Our first stop was Green Lantern Village in Westminster, a city of 90,000, landlocked between Santa Ana and Huntington Beach. Green Lantern is a giant patch of asphalt crammed with 130 trailers. We gathered in a circle around Rolfe and the lot's manager and listened as the manager explained that rents at Green Lantern had been bumped up by more than 30 percent over the past three years. The Mobile Home U. students nodded appreciatively: They learned early in the course that one of the best things about investing in trailer parks is that ambitious landlords can raise the rent year after year without losing tenants. The typical resident is more likely to endure the increase than pay a trucking company the $3,000 it can easily cost to move even a single-wide trailer to another park. As Rolfe put it, an “extra $10 or $20 a month isn't going to bankrupt anyone.” He compared the hikes with cable companies' annual bump in fees, which get people into “the habit.” Raising rents by 30 percent might sound steep for trailer-park tenants, who at Green Lantern earn $40,000 on average, but the manager explained why that isn't the case, as if he were reading from the 500-page instruction manual Rolfe distributed on the first day. For years, Green Lantern rented only to people 55 or older. But these days, the manager told us, a trailer is just as likely to be filled by a two-income family “making minimum wage at a Taco Bell.” There was a murmur of approval: Another early lesson was that whereas seniors tend to live on fixed incomes, greatly limiting their ability to absorb rent increases, working parents “can always pick up extra hours,” as Rolfe put it, even if they're struggling.

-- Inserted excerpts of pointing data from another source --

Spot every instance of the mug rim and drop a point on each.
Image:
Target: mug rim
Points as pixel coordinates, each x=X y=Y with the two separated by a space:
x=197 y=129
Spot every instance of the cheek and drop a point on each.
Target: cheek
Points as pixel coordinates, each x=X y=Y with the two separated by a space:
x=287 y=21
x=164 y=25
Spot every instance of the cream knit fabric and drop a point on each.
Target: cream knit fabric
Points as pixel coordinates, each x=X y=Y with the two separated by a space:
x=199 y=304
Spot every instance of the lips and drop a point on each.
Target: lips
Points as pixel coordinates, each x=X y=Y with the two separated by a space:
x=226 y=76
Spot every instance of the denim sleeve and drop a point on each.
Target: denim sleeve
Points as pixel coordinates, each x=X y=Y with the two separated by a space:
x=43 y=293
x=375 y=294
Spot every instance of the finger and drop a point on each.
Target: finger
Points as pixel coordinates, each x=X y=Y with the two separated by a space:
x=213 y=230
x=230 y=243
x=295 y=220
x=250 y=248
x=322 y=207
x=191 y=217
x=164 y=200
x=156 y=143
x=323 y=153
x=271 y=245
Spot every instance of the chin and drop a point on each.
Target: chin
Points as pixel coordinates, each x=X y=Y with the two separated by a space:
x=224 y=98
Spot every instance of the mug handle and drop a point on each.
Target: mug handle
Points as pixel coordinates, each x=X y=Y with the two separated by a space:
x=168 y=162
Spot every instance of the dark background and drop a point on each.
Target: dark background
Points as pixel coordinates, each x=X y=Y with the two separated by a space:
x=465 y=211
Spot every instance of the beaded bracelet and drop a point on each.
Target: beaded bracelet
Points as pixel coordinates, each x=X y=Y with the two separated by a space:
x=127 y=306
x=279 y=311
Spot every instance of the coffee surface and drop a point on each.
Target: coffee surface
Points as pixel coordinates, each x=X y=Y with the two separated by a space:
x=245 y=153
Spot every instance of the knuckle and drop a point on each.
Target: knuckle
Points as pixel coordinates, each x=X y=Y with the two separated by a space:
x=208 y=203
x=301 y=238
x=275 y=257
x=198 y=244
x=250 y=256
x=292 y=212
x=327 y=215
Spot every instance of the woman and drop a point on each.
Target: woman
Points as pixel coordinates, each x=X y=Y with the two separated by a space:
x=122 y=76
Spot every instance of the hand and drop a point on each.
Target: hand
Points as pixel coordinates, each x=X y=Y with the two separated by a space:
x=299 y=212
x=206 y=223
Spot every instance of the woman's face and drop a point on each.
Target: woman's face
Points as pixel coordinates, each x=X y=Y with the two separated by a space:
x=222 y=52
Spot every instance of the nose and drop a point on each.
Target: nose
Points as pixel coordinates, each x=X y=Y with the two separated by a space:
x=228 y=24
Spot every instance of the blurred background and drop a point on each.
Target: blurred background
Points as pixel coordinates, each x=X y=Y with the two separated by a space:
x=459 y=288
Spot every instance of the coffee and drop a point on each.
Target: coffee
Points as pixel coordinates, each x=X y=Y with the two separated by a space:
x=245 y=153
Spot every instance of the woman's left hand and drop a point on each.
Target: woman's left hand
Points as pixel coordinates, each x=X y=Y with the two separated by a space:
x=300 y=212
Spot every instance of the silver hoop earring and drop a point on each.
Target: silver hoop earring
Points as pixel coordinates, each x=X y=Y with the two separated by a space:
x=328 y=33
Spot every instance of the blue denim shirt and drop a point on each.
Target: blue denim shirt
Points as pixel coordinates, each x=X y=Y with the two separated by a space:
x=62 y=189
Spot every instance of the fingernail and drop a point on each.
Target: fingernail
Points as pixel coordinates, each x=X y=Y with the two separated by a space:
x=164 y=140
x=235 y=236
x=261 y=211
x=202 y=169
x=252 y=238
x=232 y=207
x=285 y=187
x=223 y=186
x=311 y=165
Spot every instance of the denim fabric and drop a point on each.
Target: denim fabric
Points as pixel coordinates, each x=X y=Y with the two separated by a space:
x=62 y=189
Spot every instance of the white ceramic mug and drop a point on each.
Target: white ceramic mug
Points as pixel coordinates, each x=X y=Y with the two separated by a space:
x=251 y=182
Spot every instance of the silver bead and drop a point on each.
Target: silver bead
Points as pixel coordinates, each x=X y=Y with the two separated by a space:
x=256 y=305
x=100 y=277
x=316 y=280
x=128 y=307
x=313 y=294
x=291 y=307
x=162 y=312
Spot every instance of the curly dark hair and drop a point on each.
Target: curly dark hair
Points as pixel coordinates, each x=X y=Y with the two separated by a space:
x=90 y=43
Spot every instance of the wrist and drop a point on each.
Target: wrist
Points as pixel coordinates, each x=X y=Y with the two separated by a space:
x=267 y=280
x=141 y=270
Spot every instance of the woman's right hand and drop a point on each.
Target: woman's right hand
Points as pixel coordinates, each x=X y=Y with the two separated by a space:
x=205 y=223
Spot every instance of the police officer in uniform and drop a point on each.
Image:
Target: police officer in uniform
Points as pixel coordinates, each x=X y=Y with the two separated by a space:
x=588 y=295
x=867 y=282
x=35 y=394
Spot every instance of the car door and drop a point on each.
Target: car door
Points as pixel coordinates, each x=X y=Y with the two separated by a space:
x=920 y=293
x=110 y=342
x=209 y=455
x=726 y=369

Rolfe is a tall, slouchy man with sad blue eyes and a mop of dark hair that has gone gray around the temples. He and his business partner, Dave Reynolds, started buying trailer parks together shortly after the subprime meltdown. Using their own money and millions more from outsider investors — including many who have been through Mobile Home University — they have been buying about two dozen parks a year. They now own 100 in 16 states (but none in California). By making what Rolfe calls a “contrarian bet on a poorer America,” they have posted an annual return of roughly 25 percent, a rate at which they and their investors are doubling their money about every four years. By catering to those living on the economic margins, their parks generated more than $30 million in revenue last year. More than half of that was profit.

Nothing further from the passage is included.